The panel, headed by Crispin Blunt, an MP who is former chair of the Foreign Affairs Select Committee in the House of Commons, conducted its probe at the request of the Morsi family. The panel asked Egypt’s ambassador to the UK for permission to visit Morsi, the former Muslim Brotherhood leader being held in solitary confinement in Tora Prison, but received no response.

MP Paul Williams, a physician who served on the panel, wrote: “I find that Mohamed Morsi is receiving inadequate medical care, particularly inadequate management of his diabetes (there is evidence of hypoglycemia and no evidence that his diabetes is adequately controlled) and inadequate management of his liver disease (there is evidence he is denied a low salt diet, and no evidence that he is receiving adequate monitoring of his liver function). The consequence of this inadequate care is likely to be rapid deterioration of his long-term conditions, which is likely to lead to premature death.”

The panel found that the detention of Morsi, 67, “is below the standard expected by the international standards for prisoners and would constitute cruel, inhuman and degrading treatment.
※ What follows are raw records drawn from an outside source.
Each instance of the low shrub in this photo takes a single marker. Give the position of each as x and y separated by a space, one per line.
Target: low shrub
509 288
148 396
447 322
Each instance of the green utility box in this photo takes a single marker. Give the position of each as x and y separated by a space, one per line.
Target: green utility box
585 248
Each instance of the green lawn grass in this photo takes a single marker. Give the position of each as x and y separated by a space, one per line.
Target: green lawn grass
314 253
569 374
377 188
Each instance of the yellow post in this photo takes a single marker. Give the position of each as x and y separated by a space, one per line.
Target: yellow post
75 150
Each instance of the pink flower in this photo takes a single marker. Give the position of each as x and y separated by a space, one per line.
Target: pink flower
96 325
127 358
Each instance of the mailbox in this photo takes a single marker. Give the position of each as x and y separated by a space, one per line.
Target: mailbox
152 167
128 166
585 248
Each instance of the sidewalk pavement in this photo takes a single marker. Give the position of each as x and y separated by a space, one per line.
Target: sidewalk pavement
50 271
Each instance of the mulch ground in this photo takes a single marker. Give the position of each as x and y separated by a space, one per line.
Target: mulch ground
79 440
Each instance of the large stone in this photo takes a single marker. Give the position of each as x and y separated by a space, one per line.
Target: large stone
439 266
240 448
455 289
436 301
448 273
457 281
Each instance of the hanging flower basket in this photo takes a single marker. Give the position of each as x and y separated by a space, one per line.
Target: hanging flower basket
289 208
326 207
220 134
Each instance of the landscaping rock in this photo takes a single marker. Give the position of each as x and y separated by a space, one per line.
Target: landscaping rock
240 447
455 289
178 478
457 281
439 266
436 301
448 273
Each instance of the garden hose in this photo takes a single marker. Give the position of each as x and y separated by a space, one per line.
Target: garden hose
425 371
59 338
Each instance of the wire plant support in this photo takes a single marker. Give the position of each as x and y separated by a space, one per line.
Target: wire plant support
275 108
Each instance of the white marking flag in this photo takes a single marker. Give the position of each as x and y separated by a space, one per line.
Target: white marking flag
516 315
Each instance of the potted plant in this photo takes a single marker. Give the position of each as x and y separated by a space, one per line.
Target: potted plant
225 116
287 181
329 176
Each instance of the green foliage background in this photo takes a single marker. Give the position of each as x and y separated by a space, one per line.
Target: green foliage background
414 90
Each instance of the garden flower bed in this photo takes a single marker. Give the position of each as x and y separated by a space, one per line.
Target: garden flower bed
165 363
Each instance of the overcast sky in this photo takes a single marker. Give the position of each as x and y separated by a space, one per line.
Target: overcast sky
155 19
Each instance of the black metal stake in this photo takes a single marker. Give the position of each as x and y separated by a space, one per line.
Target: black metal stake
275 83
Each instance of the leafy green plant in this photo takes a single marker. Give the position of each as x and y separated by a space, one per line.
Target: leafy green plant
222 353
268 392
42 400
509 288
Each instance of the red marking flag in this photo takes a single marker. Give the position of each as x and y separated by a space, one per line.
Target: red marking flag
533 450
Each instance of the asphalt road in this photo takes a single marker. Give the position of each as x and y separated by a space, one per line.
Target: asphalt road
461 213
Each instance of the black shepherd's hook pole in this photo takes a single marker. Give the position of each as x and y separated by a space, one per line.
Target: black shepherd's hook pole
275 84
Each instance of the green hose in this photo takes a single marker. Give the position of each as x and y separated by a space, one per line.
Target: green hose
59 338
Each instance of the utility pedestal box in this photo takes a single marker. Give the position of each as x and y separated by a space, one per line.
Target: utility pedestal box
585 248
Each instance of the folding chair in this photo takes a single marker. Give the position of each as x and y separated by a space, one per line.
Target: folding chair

We also find that the detention could meet the threshold for torture in accordance with Egyptian and international law.”

Egypt’s embassy in Tel Aviv did not respond to a request for comment on the report. But according to the Egypt Independent’s website, a member of the Egyptian parliament’s foreign affairs committee, Tarek el-Kholy, told media early this month that the request to visit Morsi represents an “unacceptable interference in Egypt’s internal affairs” and accused Blunt of having a long history of supporting the Muslim Brotherhood.